As mentioned in a previous series post, if you take life-saving prescription medications then you MUST do whatever you can to ensure you have the medications you need to stay alive. I’ll repeat a few bullet points that are worth repeating here:
- Prescription medication are a must-have, especially those that keep you alive! This could include anything from heart medications to asthma inhalers and insulin. Work with your doctor and pharmacist to build up a stockpile; here’s a nice article on how to do so: How to Get Your Doctor to Help You Stockpile Medicine, by Cynthia J. Koelker, MD. There are other ways to acquire supplies: Letter Re: How to Stock up on FDA-Approved Prescription Medicines.
- You need to consider medications that aren’t necessarily life-saving but reality-saving as well. Specifically, I’m talking about any psychiatric medications or anti-depression meds. People need to be able to think clearly/rationally and an emergency is the wrong time to be off these prescriptions.

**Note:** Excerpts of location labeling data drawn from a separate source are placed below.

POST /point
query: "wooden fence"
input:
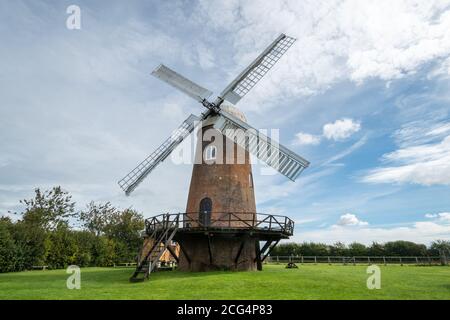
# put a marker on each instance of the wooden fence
(382, 260)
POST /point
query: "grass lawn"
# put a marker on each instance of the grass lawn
(275, 282)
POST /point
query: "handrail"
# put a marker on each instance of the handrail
(223, 220)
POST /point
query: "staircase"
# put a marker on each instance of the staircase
(162, 236)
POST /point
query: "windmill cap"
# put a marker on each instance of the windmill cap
(231, 109)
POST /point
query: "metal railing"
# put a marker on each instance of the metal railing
(223, 220)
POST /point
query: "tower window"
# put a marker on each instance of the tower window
(211, 153)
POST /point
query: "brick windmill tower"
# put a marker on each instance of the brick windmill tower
(220, 229)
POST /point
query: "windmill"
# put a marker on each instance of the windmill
(220, 228)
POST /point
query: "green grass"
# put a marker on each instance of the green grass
(275, 282)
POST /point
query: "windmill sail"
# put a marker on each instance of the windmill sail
(135, 177)
(271, 152)
(181, 83)
(248, 78)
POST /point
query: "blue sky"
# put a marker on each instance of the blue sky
(363, 94)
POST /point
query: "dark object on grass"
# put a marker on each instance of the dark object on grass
(291, 265)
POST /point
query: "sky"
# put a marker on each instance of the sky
(364, 95)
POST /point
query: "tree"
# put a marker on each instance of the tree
(7, 247)
(48, 209)
(62, 247)
(97, 217)
(125, 229)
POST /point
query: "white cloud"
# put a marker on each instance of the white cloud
(426, 164)
(358, 144)
(302, 139)
(349, 219)
(346, 40)
(341, 129)
(442, 216)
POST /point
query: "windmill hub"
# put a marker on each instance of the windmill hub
(231, 109)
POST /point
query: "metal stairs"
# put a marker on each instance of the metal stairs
(162, 236)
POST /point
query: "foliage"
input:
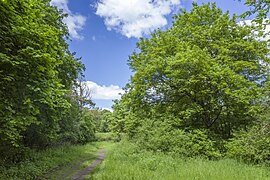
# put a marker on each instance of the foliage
(252, 145)
(260, 8)
(126, 161)
(38, 79)
(207, 71)
(43, 164)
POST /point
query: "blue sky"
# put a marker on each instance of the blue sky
(104, 33)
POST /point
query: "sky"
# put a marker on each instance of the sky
(104, 33)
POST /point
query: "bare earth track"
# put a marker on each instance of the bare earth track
(80, 175)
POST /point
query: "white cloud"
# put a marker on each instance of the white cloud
(108, 109)
(266, 30)
(75, 22)
(104, 92)
(135, 18)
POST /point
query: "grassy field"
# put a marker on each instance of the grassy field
(126, 162)
(55, 163)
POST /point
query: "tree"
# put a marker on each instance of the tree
(260, 8)
(207, 70)
(37, 71)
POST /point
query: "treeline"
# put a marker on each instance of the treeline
(42, 96)
(200, 88)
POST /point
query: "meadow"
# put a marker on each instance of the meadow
(125, 162)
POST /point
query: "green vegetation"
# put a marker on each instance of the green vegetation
(200, 88)
(54, 163)
(126, 161)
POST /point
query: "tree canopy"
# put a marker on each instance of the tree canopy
(207, 71)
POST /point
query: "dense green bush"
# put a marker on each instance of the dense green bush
(253, 144)
(158, 135)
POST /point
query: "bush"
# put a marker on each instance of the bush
(252, 145)
(160, 136)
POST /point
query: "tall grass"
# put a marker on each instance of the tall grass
(48, 161)
(126, 162)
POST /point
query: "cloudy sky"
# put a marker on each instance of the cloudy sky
(104, 33)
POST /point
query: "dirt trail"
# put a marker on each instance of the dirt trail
(80, 175)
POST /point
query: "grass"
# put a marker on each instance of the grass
(126, 162)
(53, 163)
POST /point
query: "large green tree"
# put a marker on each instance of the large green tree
(207, 70)
(36, 72)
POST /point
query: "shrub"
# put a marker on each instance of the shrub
(252, 145)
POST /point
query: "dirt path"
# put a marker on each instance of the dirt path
(80, 175)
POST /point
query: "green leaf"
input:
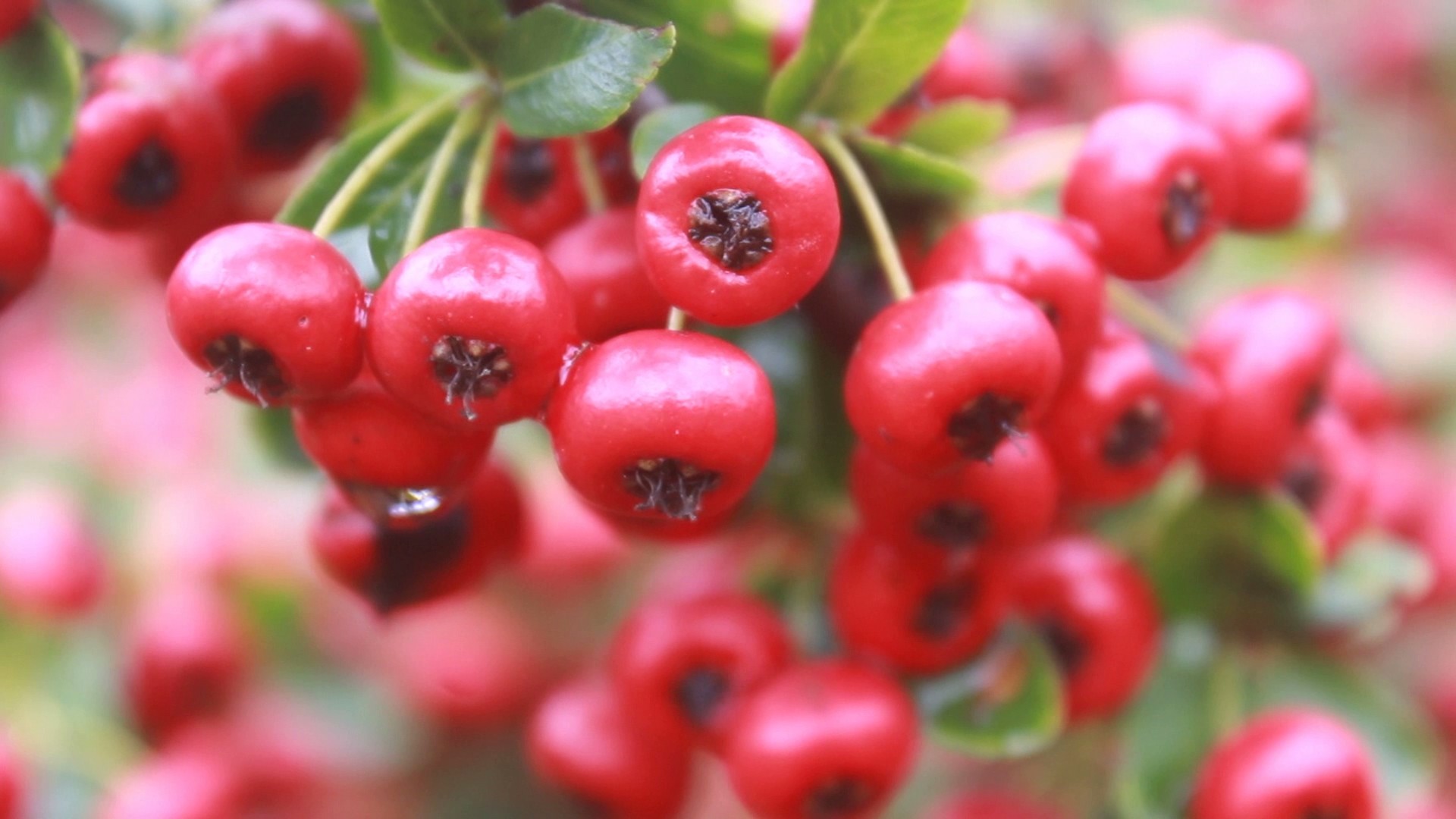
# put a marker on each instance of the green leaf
(715, 41)
(959, 129)
(1005, 704)
(455, 36)
(859, 55)
(661, 126)
(39, 93)
(563, 74)
(906, 169)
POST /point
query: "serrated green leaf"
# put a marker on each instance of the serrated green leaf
(563, 74)
(661, 126)
(859, 55)
(39, 93)
(456, 36)
(906, 169)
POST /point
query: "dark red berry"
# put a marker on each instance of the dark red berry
(663, 425)
(823, 741)
(289, 74)
(1168, 177)
(273, 314)
(951, 373)
(737, 221)
(1288, 764)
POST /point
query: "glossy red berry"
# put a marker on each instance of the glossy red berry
(977, 506)
(737, 221)
(1261, 101)
(287, 72)
(150, 146)
(1288, 764)
(1117, 426)
(685, 667)
(663, 425)
(824, 739)
(585, 742)
(1270, 354)
(271, 312)
(918, 611)
(949, 373)
(1049, 262)
(1168, 177)
(1098, 617)
(472, 330)
(609, 290)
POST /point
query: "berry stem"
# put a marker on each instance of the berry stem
(864, 193)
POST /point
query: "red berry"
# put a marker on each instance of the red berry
(150, 146)
(823, 739)
(1046, 261)
(949, 373)
(25, 237)
(1289, 764)
(663, 425)
(685, 667)
(1098, 617)
(1168, 177)
(584, 741)
(1270, 354)
(976, 506)
(289, 74)
(1261, 101)
(919, 611)
(737, 221)
(273, 312)
(472, 330)
(1116, 428)
(599, 261)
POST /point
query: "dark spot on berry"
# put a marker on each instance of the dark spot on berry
(469, 369)
(669, 485)
(731, 228)
(150, 178)
(1136, 435)
(979, 428)
(954, 525)
(291, 123)
(237, 360)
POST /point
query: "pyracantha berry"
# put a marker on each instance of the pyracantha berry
(737, 221)
(271, 312)
(949, 373)
(472, 330)
(663, 425)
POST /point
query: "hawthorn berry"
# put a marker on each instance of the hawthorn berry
(918, 611)
(1270, 354)
(150, 146)
(949, 373)
(685, 667)
(1049, 262)
(661, 423)
(974, 506)
(598, 259)
(737, 221)
(1168, 177)
(1261, 101)
(1117, 426)
(25, 237)
(1097, 615)
(472, 330)
(585, 741)
(287, 72)
(271, 312)
(827, 739)
(1288, 764)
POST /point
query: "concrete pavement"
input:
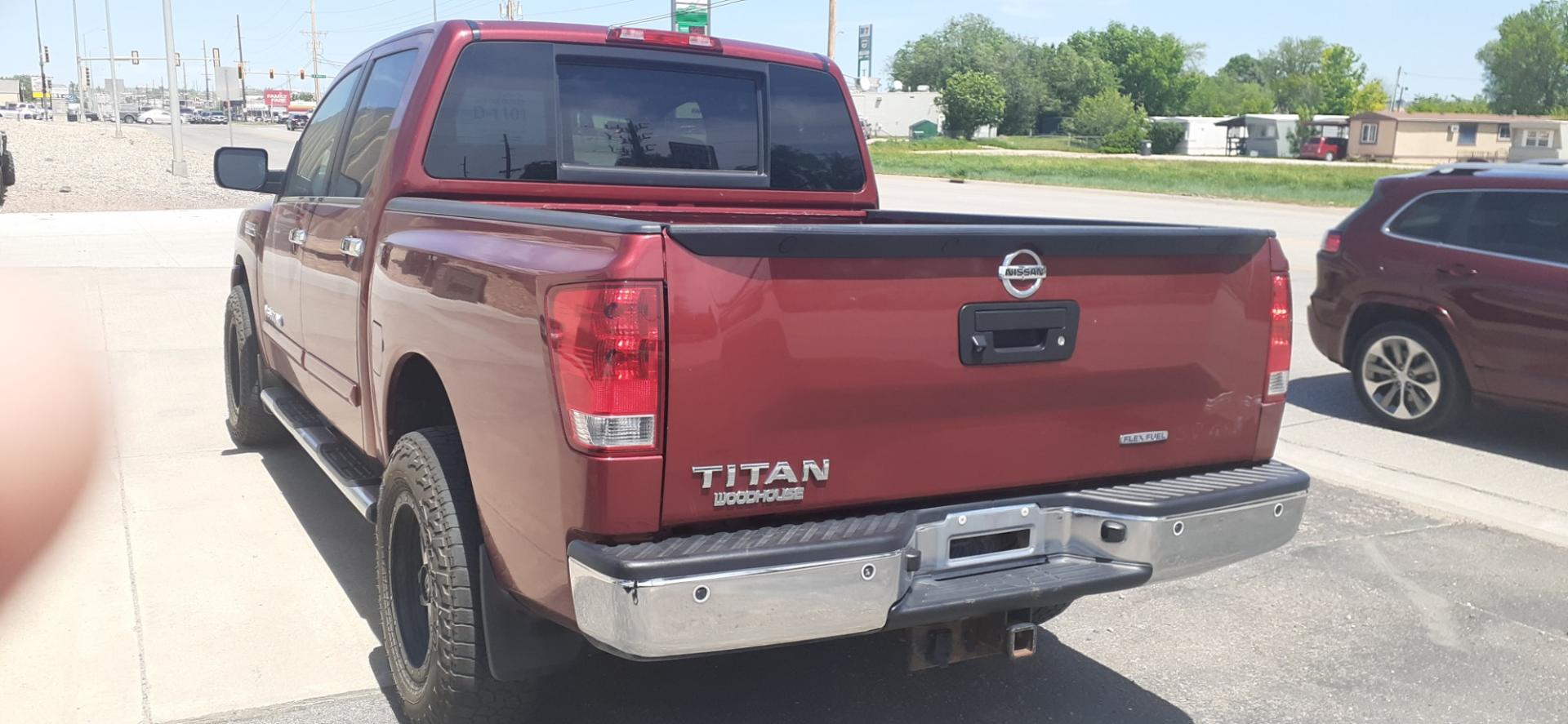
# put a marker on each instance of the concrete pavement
(198, 582)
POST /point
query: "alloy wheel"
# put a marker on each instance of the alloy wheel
(1401, 378)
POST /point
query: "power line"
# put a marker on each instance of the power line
(720, 3)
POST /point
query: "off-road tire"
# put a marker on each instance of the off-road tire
(1454, 400)
(250, 422)
(427, 485)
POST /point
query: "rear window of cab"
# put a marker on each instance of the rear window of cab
(545, 113)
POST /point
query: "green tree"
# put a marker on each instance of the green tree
(1242, 68)
(1370, 97)
(1290, 71)
(969, 100)
(976, 44)
(1526, 68)
(1452, 104)
(1338, 78)
(1112, 117)
(1071, 76)
(1227, 96)
(1152, 68)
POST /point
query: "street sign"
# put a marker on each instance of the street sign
(226, 83)
(690, 16)
(862, 57)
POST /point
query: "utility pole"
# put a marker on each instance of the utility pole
(114, 76)
(315, 54)
(42, 78)
(82, 93)
(240, 41)
(833, 25)
(206, 76)
(177, 167)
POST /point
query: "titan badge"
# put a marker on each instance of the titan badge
(778, 486)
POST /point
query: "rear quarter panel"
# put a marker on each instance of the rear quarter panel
(468, 296)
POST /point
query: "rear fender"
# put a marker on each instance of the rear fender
(1435, 313)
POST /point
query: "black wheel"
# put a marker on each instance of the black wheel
(427, 577)
(1409, 378)
(250, 424)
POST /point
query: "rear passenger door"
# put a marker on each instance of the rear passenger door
(1506, 282)
(337, 250)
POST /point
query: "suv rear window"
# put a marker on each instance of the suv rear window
(513, 113)
(1431, 218)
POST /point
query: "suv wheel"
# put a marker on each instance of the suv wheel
(427, 580)
(1409, 380)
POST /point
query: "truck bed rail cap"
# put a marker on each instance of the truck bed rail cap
(521, 215)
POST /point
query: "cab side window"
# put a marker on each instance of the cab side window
(372, 119)
(317, 146)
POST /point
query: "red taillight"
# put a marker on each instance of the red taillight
(608, 349)
(1278, 339)
(692, 41)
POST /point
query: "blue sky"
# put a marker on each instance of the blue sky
(1433, 39)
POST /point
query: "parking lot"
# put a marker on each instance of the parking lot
(199, 582)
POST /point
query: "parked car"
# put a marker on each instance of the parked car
(1446, 287)
(1324, 148)
(7, 168)
(22, 112)
(725, 402)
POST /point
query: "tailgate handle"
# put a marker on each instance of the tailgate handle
(995, 334)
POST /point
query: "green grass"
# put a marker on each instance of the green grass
(1338, 185)
(941, 143)
(1039, 143)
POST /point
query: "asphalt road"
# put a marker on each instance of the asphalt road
(204, 584)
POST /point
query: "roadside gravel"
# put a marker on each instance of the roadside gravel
(66, 167)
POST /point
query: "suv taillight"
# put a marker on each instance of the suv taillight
(608, 350)
(1278, 339)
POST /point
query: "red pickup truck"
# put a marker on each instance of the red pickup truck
(606, 332)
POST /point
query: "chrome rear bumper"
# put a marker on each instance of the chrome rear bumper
(835, 579)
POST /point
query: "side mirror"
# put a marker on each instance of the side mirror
(245, 170)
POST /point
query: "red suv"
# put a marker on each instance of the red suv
(1450, 284)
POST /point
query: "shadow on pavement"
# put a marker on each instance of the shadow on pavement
(858, 679)
(341, 535)
(1526, 434)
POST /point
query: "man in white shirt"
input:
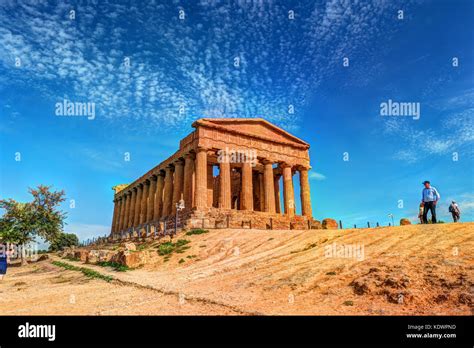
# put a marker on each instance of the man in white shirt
(429, 199)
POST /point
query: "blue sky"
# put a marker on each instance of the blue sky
(189, 65)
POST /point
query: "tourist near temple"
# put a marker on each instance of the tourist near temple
(225, 174)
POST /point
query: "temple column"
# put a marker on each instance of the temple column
(151, 199)
(305, 195)
(177, 184)
(144, 208)
(224, 183)
(200, 190)
(158, 197)
(276, 188)
(246, 192)
(269, 188)
(188, 180)
(288, 193)
(127, 209)
(114, 217)
(122, 212)
(119, 216)
(210, 185)
(131, 220)
(138, 200)
(168, 191)
(261, 192)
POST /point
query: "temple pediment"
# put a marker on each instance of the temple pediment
(252, 127)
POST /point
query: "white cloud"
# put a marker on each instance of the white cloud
(316, 176)
(187, 62)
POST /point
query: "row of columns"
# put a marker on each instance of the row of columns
(270, 186)
(156, 197)
(190, 179)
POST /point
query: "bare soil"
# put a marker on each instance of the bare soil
(405, 270)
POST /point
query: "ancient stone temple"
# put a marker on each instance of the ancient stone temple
(227, 173)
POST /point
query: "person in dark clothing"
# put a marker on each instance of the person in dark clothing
(429, 198)
(455, 211)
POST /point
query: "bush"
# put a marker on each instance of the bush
(64, 240)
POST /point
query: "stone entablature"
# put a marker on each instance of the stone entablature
(242, 185)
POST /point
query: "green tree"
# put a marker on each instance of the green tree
(65, 240)
(21, 223)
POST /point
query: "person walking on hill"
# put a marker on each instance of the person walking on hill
(455, 211)
(420, 212)
(429, 199)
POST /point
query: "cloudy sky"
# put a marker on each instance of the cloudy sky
(319, 69)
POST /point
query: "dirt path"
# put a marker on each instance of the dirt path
(45, 289)
(418, 269)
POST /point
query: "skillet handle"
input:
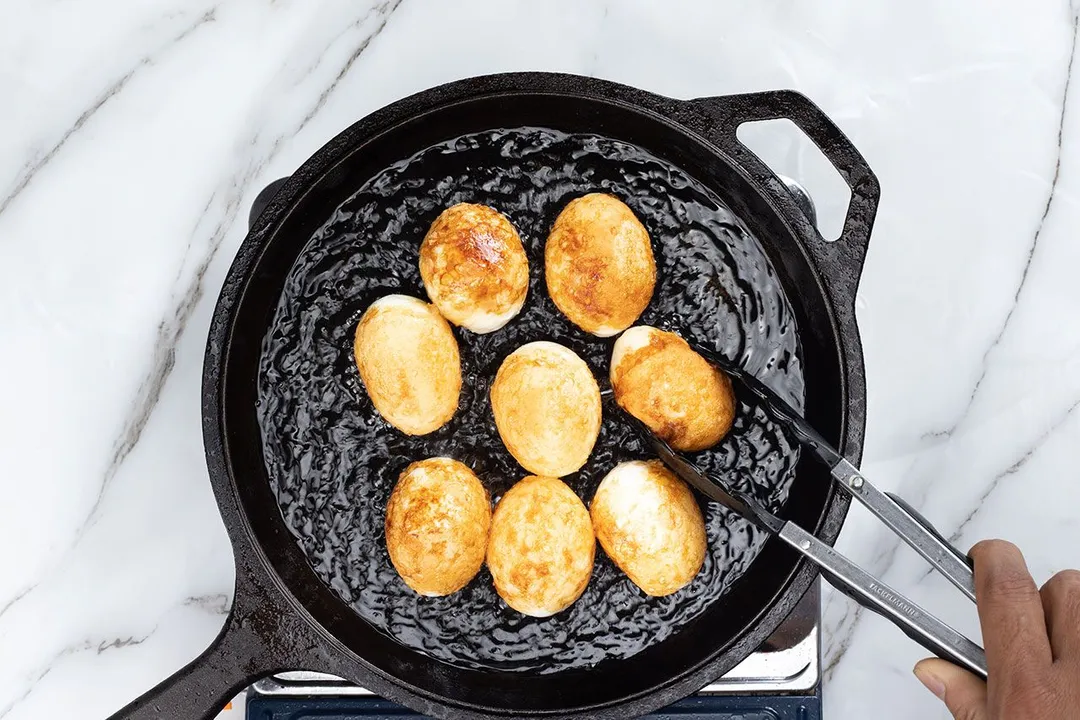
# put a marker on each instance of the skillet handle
(262, 635)
(840, 262)
(201, 689)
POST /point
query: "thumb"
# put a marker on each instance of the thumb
(963, 694)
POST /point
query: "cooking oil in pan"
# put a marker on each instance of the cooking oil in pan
(333, 461)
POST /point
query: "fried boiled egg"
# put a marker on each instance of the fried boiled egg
(598, 265)
(547, 406)
(474, 267)
(409, 364)
(649, 524)
(437, 520)
(660, 380)
(541, 546)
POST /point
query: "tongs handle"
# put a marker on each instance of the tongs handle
(871, 593)
(910, 526)
(894, 513)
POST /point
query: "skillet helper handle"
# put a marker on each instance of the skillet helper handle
(840, 261)
(871, 593)
(912, 527)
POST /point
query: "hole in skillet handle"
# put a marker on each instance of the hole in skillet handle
(790, 153)
(840, 262)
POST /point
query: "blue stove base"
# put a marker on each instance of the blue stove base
(711, 707)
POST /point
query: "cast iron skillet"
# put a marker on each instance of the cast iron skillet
(284, 617)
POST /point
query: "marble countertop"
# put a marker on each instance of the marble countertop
(136, 134)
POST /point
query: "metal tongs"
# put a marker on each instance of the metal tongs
(844, 574)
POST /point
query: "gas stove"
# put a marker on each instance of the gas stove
(780, 681)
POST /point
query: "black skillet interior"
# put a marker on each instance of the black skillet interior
(696, 136)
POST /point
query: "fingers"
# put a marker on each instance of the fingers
(1061, 603)
(1010, 611)
(963, 694)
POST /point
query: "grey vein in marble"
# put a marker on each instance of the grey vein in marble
(385, 9)
(31, 170)
(171, 329)
(984, 363)
(844, 641)
(85, 646)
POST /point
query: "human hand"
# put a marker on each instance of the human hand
(1033, 644)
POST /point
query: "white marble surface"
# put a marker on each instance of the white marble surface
(134, 136)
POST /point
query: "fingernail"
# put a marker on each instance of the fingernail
(931, 681)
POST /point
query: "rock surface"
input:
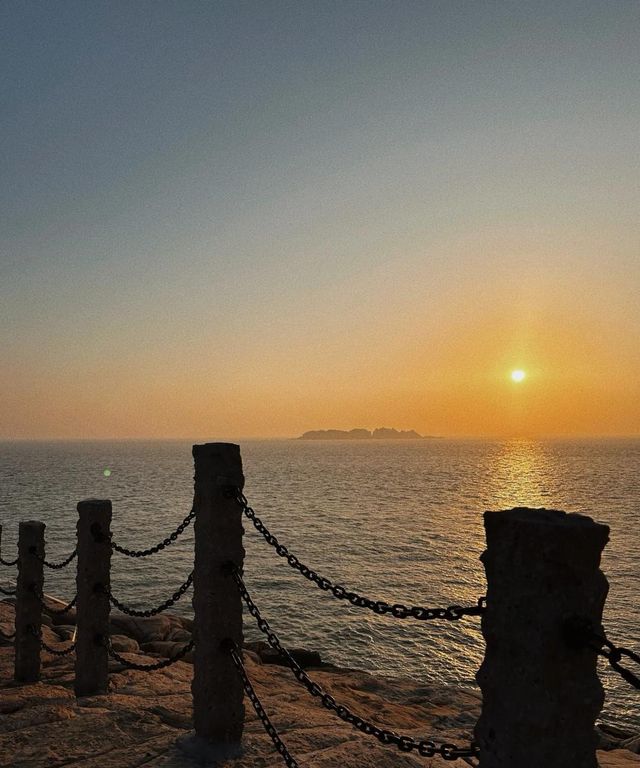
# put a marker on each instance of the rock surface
(143, 717)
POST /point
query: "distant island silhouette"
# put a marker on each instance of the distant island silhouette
(382, 433)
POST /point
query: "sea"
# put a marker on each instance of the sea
(399, 520)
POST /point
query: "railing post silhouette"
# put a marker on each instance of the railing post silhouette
(540, 692)
(28, 605)
(218, 709)
(92, 583)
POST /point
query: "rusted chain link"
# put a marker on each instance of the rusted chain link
(54, 651)
(425, 748)
(161, 545)
(148, 667)
(581, 633)
(614, 655)
(260, 710)
(48, 609)
(152, 611)
(397, 610)
(55, 566)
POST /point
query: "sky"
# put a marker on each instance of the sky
(252, 219)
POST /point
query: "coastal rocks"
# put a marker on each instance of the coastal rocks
(268, 655)
(124, 644)
(166, 648)
(142, 718)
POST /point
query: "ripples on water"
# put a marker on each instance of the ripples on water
(399, 521)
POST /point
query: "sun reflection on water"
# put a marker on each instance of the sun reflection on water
(523, 474)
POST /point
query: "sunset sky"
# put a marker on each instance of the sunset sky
(236, 219)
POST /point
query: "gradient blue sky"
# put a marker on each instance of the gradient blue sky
(255, 218)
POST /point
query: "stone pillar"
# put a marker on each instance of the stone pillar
(28, 605)
(540, 694)
(92, 580)
(218, 709)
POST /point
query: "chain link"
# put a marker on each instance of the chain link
(425, 748)
(397, 610)
(158, 547)
(152, 611)
(55, 566)
(614, 655)
(54, 651)
(281, 747)
(53, 611)
(148, 667)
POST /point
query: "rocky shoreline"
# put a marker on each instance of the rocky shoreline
(145, 719)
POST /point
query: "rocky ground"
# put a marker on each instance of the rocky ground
(145, 719)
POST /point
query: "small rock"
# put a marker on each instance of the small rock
(124, 644)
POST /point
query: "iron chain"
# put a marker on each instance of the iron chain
(148, 667)
(614, 655)
(55, 566)
(425, 748)
(397, 610)
(161, 545)
(54, 651)
(152, 611)
(260, 710)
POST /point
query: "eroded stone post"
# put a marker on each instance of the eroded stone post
(218, 710)
(28, 606)
(93, 580)
(540, 695)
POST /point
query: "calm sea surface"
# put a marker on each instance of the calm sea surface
(399, 521)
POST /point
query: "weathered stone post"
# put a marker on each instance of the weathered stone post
(28, 605)
(540, 694)
(93, 581)
(218, 710)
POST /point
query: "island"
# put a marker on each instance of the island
(382, 433)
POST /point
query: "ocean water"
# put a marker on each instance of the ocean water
(398, 520)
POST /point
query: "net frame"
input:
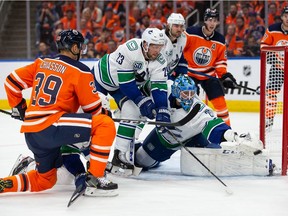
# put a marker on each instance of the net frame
(263, 73)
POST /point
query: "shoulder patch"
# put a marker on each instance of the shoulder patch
(132, 45)
(161, 59)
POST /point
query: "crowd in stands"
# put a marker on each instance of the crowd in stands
(103, 23)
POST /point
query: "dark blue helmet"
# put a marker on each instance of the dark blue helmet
(210, 13)
(67, 38)
(184, 89)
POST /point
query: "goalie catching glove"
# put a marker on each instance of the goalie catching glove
(228, 81)
(18, 112)
(146, 106)
(163, 115)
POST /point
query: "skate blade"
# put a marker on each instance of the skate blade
(121, 172)
(94, 192)
(136, 171)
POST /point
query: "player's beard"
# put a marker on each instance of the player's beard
(152, 57)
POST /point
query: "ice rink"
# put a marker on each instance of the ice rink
(161, 192)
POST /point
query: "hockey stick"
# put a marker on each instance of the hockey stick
(192, 113)
(6, 112)
(212, 77)
(228, 190)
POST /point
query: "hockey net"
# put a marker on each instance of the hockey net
(273, 104)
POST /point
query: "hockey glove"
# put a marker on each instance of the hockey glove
(163, 115)
(18, 112)
(106, 112)
(146, 106)
(228, 81)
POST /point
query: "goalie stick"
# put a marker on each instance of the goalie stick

You doctor should always be your first resource. Get to know him or her (and let them know you), develop the trust they need to see from you (so that they know you won’t abuse your requests), and be honest with your concerns. Don’t abuse your relationship and ask for years of prescriptions. Be realistic and consider the doctor’s perspective!
I want to point out that stockpiling prescription medications isn’t just about life-saving drugs. This could be anything that you take a prescription for, including allergy management, cholesterol, thyroid, heartburn, or whatever the case may be. If you regularly take medications that require a doctor’s authorization then you owe it to yourself to ensure you have these medications on-hand in the event our normal distribution channels are disrupted. The same can be said for any family members that require such medications too.